Pasemos a hablar entonces del Smartphone de gama alta el LG Optimus E900 Optimus 7. Tiene un diseño elegante, y su pantalla de 3,8 pulgadas hace que sea algunos milímetros más grande que un iPhone 4, y un peso parecido (157 gr).

El procesador de arquitectura ARM v7, es muy similar al del iPhone 4, con un rendimiento comparable o mejor al de éste. Sin embargo al estar fabricado con tecnología de 65 nm en vez de 40 nm, probablemente redunde en un consumo algo elevado.

La pantalla ofrece una buena calidad de visión con su resolución de 960×480 píxeles, pero sin llegar a los 1024×768 del producto de Apple, y sin la calidad de Retina Display.

La batería de 1500 mAh, ofrece una buena autonomía, que es del orden de 5-6 días en espera. A este respecto, debo advertir, que si sincronizáis con un servidor Exchange, la cuenta se configura por defecto para sincronizar en tiempo real, lo que obliga a la conexión de datos a estar siempre activa, reduciendo la autonomía en el mejor de los casos a unas 12h. Mucho mejor fijarlo a que lo haga cada 30 o 60 minutos, que la alargará hasta los 3-4 días.

La cámara de 5 megapíxeles (2592×1944 pixels con autofocus y flash LED) ofrece una calidad más que buena.

Las aplicaciones en Marketplace son de calidad, contando con Twitter, Facebook, Shazam, y muchas otras de las habituales. Hablamos a día de hoy de unas 4000 disponibles, de las que aproximadamente 500 son gratuitas.

El desarrollo en cuestión de Windows Phone 7, ha partido de Windows Embedded CE 6, y se le han aplicado las restricciones habituales de jail para aumentar la estabilidad del sistema. Esto quiere decir como es habitual que no es posible instalar sin jailbreak aplicaciones de terceros que no estén en el Marketplace, y por otro, que en general estas aplicaciones no serán código nativo. La premura en el desarrollo, ha dejado algunas interesantes funcionalidades como tethering, navegación giro a giro y copiar y pegar en el tintero, pero están prometidas para la próxima actualización vía Windows Update.

De momento tampoco se ofrece multitarea para aplicaciones de terceros, aunque es probable que a medida que el sistema madure, acabe estando disponible.

Dentro de estas limitaciones por diseño, tendremos por ejemplo que olvidarnos de hacer un browse de directorios en el sistema.

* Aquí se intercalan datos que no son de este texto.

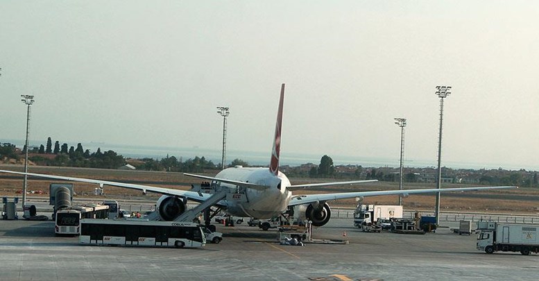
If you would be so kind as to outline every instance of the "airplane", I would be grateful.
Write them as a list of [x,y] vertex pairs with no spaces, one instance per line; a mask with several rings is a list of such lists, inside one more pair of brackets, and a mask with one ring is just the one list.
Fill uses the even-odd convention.
[[[282,125],[284,84],[281,86],[280,99],[275,125],[275,137],[269,167],[235,167],[223,169],[214,177],[185,173],[185,176],[209,180],[209,193],[202,193],[195,188],[189,191],[152,187],[148,185],[117,182],[88,178],[65,177],[46,174],[22,173],[0,170],[1,173],[26,174],[30,176],[99,184],[100,187],[110,185],[162,194],[156,204],[159,219],[163,221],[189,221],[198,214],[217,206],[231,216],[250,216],[255,219],[271,219],[286,212],[289,207],[299,205],[300,216],[307,218],[314,226],[326,224],[331,218],[328,201],[351,198],[382,195],[409,194],[470,191],[493,189],[517,188],[513,186],[461,187],[445,189],[422,189],[404,190],[367,191],[344,193],[328,193],[308,195],[293,195],[292,191],[309,187],[348,185],[375,182],[376,180],[353,180],[322,183],[292,185],[286,176],[279,171],[281,133]],[[211,184],[207,185],[211,182]],[[198,202],[198,206],[187,210],[187,201]],[[191,212],[191,213],[189,213]],[[209,223],[207,219],[207,223]]]

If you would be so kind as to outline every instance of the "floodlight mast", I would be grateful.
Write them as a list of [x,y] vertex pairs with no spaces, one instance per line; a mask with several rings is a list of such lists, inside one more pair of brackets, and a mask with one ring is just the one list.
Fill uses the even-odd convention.
[[226,117],[228,117],[230,112],[228,110],[228,108],[223,106],[218,106],[217,110],[217,113],[223,117],[223,157],[221,163],[221,168],[224,170],[225,167],[225,162],[226,161]]
[[[400,127],[400,171],[399,172],[399,190],[402,190],[402,159],[404,155],[404,127],[406,127],[406,119],[395,118],[395,124]],[[402,205],[402,196],[399,196],[399,205]]]
[[[443,123],[443,99],[451,94],[451,86],[436,86],[436,94],[440,98],[440,130],[438,137],[438,178],[436,189],[441,188],[442,184],[442,124]],[[436,193],[436,203],[434,210],[434,216],[436,225],[440,224],[440,192]]]
[[26,105],[27,106],[27,110],[26,110],[26,142],[25,144],[25,152],[24,152],[24,182],[23,184],[22,187],[22,207],[24,208],[24,205],[26,205],[26,187],[27,187],[27,181],[28,181],[28,176],[26,176],[26,173],[28,173],[28,125],[30,124],[30,105],[31,105],[34,103],[34,96],[30,96],[28,94],[22,94],[21,97],[22,99],[23,103]]

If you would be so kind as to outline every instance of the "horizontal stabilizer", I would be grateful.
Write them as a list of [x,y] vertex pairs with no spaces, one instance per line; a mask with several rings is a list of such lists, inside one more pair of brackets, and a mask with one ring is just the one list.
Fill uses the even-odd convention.
[[69,181],[79,182],[94,183],[96,185],[99,185],[101,187],[103,187],[103,185],[110,185],[112,187],[124,187],[124,188],[128,188],[131,189],[140,190],[144,194],[149,191],[149,192],[160,193],[164,195],[171,195],[171,196],[176,196],[185,197],[189,200],[192,200],[196,202],[204,202],[205,201],[206,201],[206,199],[209,198],[209,196],[211,196],[211,194],[198,194],[198,192],[195,192],[195,191],[188,191],[185,190],[173,189],[170,188],[157,187],[152,187],[149,185],[137,185],[133,183],[117,182],[111,182],[108,180],[92,180],[91,178],[65,177],[62,176],[53,176],[53,175],[33,173],[23,173],[23,172],[17,172],[15,171],[5,171],[5,170],[0,170],[0,173],[14,173],[17,175],[26,174],[27,176],[33,176],[33,177],[52,178],[55,180],[69,180]]
[[298,190],[298,189],[302,189],[304,188],[309,188],[309,187],[332,187],[332,186],[337,186],[337,185],[356,185],[359,183],[366,183],[366,182],[377,182],[378,180],[352,180],[349,182],[320,182],[320,183],[307,183],[305,185],[291,185],[289,187],[289,190]]
[[289,206],[307,204],[313,202],[327,201],[338,199],[346,199],[354,197],[376,196],[381,195],[401,195],[401,194],[418,194],[424,193],[450,192],[450,191],[477,191],[488,189],[499,189],[506,188],[518,188],[518,187],[459,187],[459,188],[443,188],[443,189],[403,189],[403,190],[379,190],[374,191],[359,191],[332,193],[325,194],[309,194],[296,195],[292,197]]
[[252,188],[252,189],[257,189],[257,190],[265,190],[266,189],[269,187],[266,187],[266,186],[264,186],[264,185],[255,185],[253,183],[239,182],[239,181],[237,181],[237,180],[227,180],[227,179],[224,179],[224,178],[212,178],[212,177],[208,177],[208,176],[206,176],[195,175],[195,174],[193,174],[193,173],[184,173],[184,175],[189,176],[189,177],[202,178],[202,179],[204,179],[204,180],[215,180],[216,182],[228,183],[229,185],[238,185],[238,186],[240,186],[240,187],[247,187],[247,188]]

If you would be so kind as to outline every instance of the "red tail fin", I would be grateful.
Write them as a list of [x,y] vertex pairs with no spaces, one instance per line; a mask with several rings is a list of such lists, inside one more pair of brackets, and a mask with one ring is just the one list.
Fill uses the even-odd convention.
[[282,102],[284,99],[284,84],[281,85],[281,98],[279,100],[279,110],[275,124],[275,138],[273,139],[273,150],[271,151],[270,171],[277,176],[279,171],[279,154],[281,152],[281,126],[282,125]]

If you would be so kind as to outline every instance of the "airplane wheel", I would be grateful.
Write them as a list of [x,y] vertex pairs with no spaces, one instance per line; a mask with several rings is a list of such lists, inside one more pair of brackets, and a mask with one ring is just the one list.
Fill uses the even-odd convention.
[[262,223],[262,230],[266,231],[269,229],[269,223]]

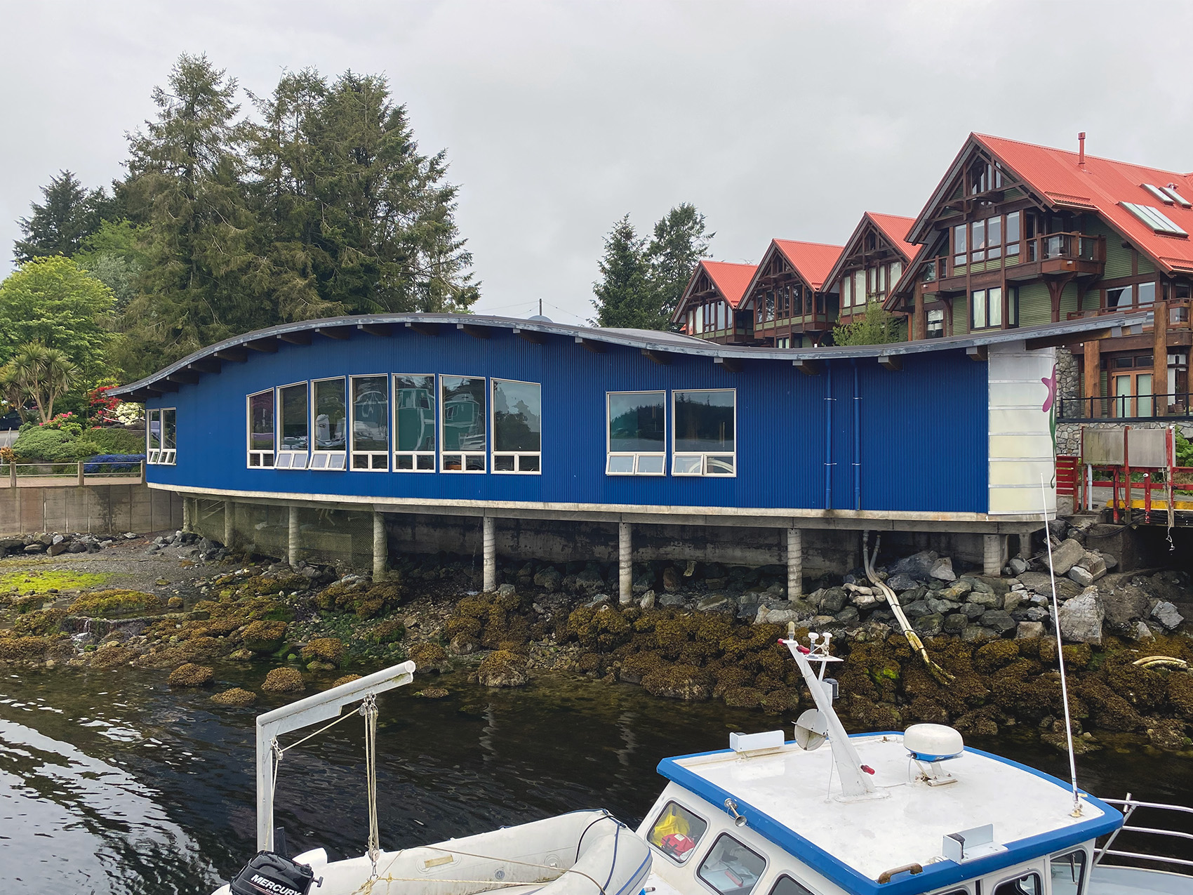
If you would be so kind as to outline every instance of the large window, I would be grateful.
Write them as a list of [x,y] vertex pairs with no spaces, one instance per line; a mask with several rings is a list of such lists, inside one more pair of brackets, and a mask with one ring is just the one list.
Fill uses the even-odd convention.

En WP7 ya no hay Explorador de Windows, ni tampoco podemos examinarlos al conectarlo a un PC. El sistema operativo, sólo te deja ver lo que puedes ver. Cono en iOS, muy útil y seguro para usuarios, pero poco divertido para geeks.

La experiencia de usuario es muy buena, en algunos aspectos superior a iOS, y en otros no, aunque si por encima de Android.

El diseño de la interfaz (Metro), puede gustar o no, pero es simple y fácil, con respuesta instantánea y suave.

La versión de Office y Outlook incluídas son la joya de la corona en teléfonos móviles, mientras que por el contrario, Internet Explorer (un híbrido entre IE7 e IE8 de escritorio), no es tan suave como Safari Mobile ni tan compatible como Chome Mobile. De manera que sólo podemos esperar una futura actualización con el motor de IE9, o el port nativo WP7 en el que Opera está ya trabajando.

La conectividad con el ordenador, es obligatoriamente por Zune, que permite gestionar imágenes, videos, música, etc. Es atractivo, aunque algo glotón en cuanto a consumo de recursos. Lo peor es la incapacidad de conectar directamente por USB para ver los archivos, cosa que si permitían anteriores Windows Mobile, o Android.